Vicino a casa c’era signor Giulio, dove andava la gente “bene”, aveva un bancone altissimo, inarrivabile e lui dietro su una pedana in legno che serviva indifferentemente affettati, pane, pasta sfusa, acciughe sotto sale, aringhe e baccalà, e dopo aver impacchettato tutto, una veloce strofinata di mani nel grembiule grigio di tela spazzina, incassava il denaro o scriveva nel libretto.
Ma il vero alimentari, quello alla nostra portata era il negozio di zia Severina, una vecchietta minutissima con una voce stridula, quasi da bambina, ma sempre allegra e sorridente e parlava rigorosamente in dialetto.

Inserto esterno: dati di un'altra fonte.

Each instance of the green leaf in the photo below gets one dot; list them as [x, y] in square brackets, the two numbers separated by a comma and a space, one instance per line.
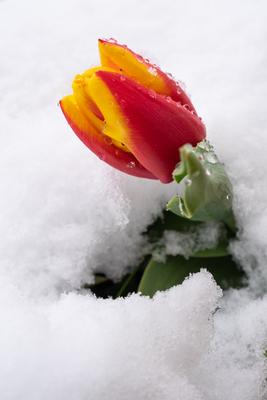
[162, 276]
[208, 191]
[221, 250]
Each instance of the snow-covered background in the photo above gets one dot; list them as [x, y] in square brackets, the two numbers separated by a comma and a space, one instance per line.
[64, 214]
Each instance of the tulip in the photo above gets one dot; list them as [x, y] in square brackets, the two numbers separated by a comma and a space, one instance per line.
[131, 114]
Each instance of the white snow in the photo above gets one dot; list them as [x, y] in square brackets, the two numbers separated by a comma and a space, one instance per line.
[65, 214]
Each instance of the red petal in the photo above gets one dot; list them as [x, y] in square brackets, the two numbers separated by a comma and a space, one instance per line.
[102, 146]
[171, 87]
[158, 126]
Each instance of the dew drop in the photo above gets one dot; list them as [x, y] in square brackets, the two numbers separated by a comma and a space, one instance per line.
[152, 94]
[108, 140]
[131, 164]
[186, 106]
[188, 182]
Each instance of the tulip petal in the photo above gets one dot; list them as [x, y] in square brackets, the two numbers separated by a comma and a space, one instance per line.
[134, 66]
[156, 126]
[100, 144]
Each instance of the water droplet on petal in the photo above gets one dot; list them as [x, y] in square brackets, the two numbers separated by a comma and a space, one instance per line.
[152, 94]
[186, 106]
[211, 158]
[188, 182]
[131, 164]
[108, 140]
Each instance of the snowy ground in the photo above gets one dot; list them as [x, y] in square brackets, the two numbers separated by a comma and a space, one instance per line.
[65, 214]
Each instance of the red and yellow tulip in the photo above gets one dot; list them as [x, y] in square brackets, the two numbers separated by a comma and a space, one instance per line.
[131, 114]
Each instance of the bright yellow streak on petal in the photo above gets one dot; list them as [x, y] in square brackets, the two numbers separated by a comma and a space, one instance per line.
[72, 109]
[84, 102]
[73, 112]
[127, 63]
[115, 126]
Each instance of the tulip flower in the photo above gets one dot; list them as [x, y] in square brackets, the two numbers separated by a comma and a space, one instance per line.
[131, 114]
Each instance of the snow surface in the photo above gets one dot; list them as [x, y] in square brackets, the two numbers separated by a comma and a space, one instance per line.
[65, 214]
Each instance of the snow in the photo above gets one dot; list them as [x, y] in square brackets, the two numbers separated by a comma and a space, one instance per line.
[65, 214]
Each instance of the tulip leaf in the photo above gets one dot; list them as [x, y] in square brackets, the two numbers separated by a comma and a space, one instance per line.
[208, 193]
[160, 276]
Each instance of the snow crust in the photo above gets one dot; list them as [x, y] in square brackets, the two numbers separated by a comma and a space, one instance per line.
[65, 214]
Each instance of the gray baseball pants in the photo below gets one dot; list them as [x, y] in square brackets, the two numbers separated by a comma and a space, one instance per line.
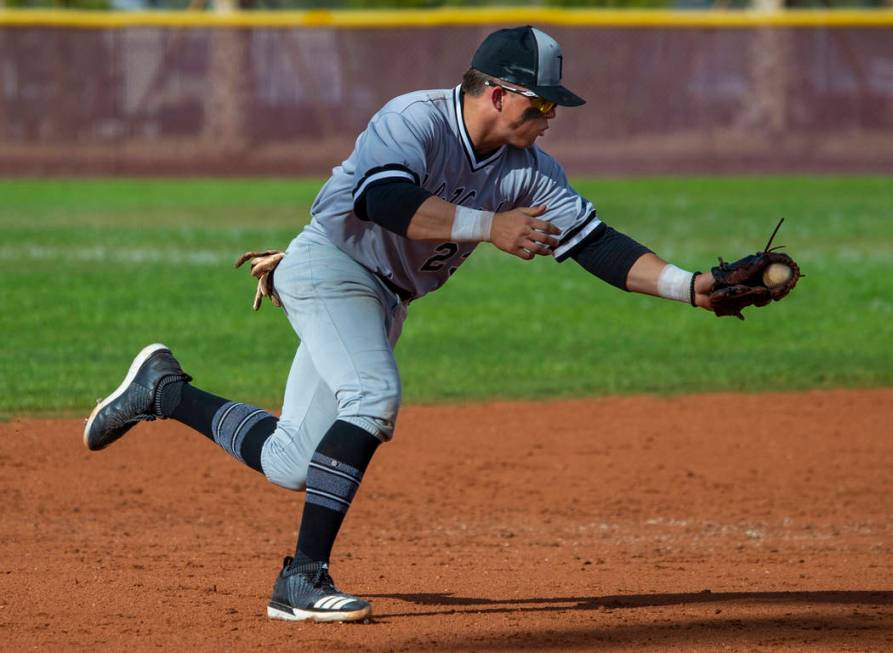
[348, 322]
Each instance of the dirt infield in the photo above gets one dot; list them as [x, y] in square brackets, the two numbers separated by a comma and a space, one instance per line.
[699, 523]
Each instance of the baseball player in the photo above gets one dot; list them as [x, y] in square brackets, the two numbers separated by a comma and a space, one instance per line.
[434, 174]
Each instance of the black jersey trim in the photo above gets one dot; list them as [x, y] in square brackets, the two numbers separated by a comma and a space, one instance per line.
[577, 237]
[388, 173]
[473, 161]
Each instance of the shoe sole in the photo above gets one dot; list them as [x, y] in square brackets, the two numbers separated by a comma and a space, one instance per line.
[287, 613]
[141, 358]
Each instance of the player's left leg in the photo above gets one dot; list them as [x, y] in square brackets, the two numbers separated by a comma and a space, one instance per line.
[156, 387]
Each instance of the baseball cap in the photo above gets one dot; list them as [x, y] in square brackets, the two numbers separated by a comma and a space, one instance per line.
[529, 57]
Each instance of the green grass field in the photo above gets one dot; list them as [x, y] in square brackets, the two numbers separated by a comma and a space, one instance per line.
[91, 270]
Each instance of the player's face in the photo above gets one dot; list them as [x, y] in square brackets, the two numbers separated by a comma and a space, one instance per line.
[524, 119]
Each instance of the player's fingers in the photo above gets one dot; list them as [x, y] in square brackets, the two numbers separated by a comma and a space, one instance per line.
[545, 227]
[536, 247]
[533, 211]
[250, 255]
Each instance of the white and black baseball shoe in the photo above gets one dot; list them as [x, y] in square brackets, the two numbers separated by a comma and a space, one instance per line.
[307, 593]
[137, 399]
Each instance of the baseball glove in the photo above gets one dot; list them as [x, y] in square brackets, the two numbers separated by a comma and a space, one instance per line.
[262, 266]
[754, 280]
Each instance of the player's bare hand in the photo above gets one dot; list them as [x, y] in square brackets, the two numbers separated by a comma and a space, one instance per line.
[263, 264]
[519, 232]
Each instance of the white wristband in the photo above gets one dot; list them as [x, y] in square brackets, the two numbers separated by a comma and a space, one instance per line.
[471, 225]
[675, 283]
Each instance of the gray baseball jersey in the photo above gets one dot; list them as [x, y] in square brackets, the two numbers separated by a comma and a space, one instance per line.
[421, 137]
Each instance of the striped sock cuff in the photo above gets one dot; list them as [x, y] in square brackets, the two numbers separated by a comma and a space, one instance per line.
[331, 483]
[232, 422]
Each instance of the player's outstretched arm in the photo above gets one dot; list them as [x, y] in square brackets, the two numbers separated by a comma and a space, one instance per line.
[649, 276]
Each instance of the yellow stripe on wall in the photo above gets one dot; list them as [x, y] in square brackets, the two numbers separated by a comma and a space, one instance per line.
[448, 16]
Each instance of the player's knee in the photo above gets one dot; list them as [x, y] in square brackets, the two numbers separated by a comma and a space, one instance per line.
[376, 413]
[285, 457]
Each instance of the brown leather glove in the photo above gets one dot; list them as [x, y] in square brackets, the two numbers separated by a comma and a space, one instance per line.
[263, 264]
[750, 282]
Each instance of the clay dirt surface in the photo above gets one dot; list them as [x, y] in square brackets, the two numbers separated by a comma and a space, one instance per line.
[698, 523]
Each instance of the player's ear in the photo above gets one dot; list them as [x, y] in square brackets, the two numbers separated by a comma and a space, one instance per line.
[496, 97]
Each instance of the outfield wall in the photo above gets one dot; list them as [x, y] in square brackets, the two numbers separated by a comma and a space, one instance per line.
[287, 93]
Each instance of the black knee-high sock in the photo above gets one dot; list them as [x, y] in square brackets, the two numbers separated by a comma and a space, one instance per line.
[335, 472]
[239, 428]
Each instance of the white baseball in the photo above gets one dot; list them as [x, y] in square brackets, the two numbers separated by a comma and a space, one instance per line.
[776, 274]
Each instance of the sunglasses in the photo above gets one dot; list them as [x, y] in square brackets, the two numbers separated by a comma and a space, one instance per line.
[542, 105]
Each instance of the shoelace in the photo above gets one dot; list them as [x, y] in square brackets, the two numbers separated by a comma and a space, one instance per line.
[322, 580]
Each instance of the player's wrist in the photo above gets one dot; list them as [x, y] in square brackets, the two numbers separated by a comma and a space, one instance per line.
[678, 284]
[471, 225]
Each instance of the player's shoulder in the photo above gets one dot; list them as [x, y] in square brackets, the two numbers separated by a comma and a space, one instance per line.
[420, 105]
[537, 160]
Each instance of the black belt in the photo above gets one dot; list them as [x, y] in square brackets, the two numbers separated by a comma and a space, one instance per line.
[402, 293]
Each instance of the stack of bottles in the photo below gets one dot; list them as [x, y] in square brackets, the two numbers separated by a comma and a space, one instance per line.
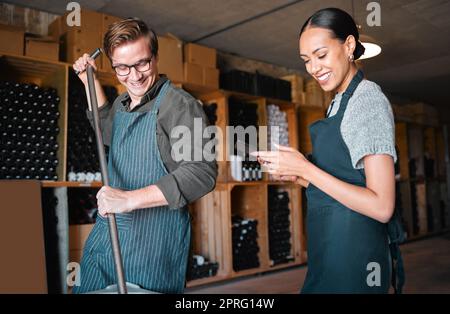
[29, 126]
[243, 168]
[279, 227]
[277, 118]
[200, 267]
[277, 131]
[83, 163]
[429, 167]
[415, 210]
[245, 243]
[82, 206]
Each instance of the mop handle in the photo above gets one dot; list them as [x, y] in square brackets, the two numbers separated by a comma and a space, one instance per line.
[103, 168]
[93, 55]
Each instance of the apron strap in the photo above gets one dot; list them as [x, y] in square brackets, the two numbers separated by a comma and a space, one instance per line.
[160, 96]
[398, 271]
[350, 90]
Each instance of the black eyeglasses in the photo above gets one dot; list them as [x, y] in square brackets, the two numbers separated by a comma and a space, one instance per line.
[140, 66]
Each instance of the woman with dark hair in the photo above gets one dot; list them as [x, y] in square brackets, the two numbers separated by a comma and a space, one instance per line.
[350, 178]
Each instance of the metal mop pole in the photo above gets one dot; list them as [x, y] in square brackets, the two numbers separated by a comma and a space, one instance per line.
[103, 168]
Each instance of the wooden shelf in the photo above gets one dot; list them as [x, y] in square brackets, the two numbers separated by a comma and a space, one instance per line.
[68, 184]
[204, 281]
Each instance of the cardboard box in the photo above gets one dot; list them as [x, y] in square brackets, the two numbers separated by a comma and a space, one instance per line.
[211, 77]
[42, 48]
[76, 42]
[12, 38]
[170, 58]
[78, 235]
[201, 55]
[193, 73]
[55, 29]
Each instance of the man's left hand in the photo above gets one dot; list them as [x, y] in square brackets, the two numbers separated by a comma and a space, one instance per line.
[110, 200]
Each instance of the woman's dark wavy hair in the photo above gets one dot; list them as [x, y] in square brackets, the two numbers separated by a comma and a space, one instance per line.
[339, 22]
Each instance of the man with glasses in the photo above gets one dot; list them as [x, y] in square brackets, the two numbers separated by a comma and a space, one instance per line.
[149, 188]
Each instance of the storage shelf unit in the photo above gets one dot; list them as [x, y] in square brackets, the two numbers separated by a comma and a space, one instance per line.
[422, 182]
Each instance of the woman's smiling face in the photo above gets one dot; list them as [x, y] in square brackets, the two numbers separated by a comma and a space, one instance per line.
[327, 58]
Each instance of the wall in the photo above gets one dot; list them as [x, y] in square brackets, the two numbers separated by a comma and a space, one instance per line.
[33, 21]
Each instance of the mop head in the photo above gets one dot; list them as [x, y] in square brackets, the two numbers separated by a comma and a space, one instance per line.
[131, 289]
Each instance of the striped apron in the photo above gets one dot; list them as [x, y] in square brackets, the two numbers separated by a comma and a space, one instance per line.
[154, 241]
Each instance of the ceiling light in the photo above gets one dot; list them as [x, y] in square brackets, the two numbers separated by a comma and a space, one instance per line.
[372, 48]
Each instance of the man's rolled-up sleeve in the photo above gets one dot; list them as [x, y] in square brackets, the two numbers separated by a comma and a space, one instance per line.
[106, 116]
[194, 176]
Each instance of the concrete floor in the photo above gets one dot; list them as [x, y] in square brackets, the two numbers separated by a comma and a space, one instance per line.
[427, 267]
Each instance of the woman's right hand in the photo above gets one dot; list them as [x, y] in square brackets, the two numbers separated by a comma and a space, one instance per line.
[294, 179]
[81, 64]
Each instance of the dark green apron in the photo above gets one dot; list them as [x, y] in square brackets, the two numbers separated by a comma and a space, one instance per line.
[343, 245]
[154, 241]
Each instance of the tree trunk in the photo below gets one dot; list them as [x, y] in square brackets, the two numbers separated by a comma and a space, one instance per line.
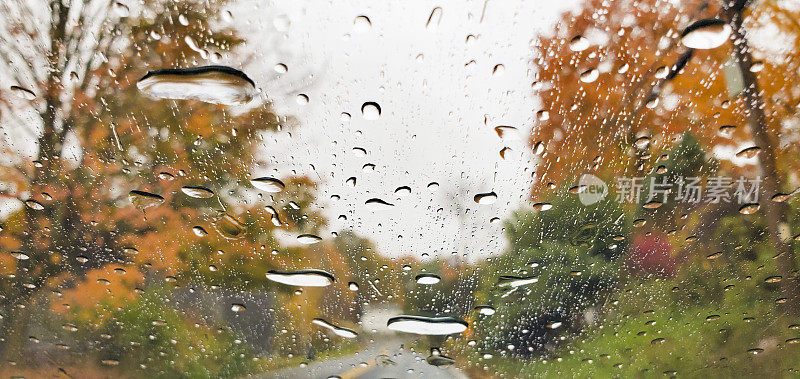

Aveva ormai oltrepassato abbondantemente gli ottant’anni, ma col marito, ziu Mimmia, poco più “anziano” di lei, teneva una sorta di magazzino buio, con il banco basso a “elle” su cui c’era l’affettatrice, la grattugia elettrica, il macinacaffé, e una bilancia verdolina a due piatti, moderna! La merce era dietro in scaffali con cassetti più o meno gradi a seconda della merce che contenevano, e nei cassetti le sassole in legno, solo negli ultimi anni le aveva sostituite con delle lucidissime sassole in alluminio.
Era famosa zia Severina, talmente tanto che dopo oltre dieci anni dalla sua chiusura, mio fratello, che era andato a lavorare a Piombino, un giorno mi mandò una cartolina e non ricordandosi l’indirizzo scrisse:
“Famiglia Corrias,
via vicino a zia Severina.
07046 Porto Torres (SS)”
La custodisco ancora gelosamente.
Interessante. E molto graditi questi ricordi del tempo andato. C’è nostalgia, ma ben venga! Mi chiedo come sarebbero oggi le città se si ripopolassero di botteghe. Meglio? Peggio? Non so essere obiettivo, ma continuo a ripetermi che, visto il deserto dei rapporti sociali (impossibili nei centri commerciali), sarebbe meglio. Urbanisti, sociologhi, politici, date il vostro punto di vista: si possono rifondare le città mutuando modelli che si sono rivelati validi? E allora facciamolo…
Sono il solito idealista (e perdipiù senza tesserine dei market).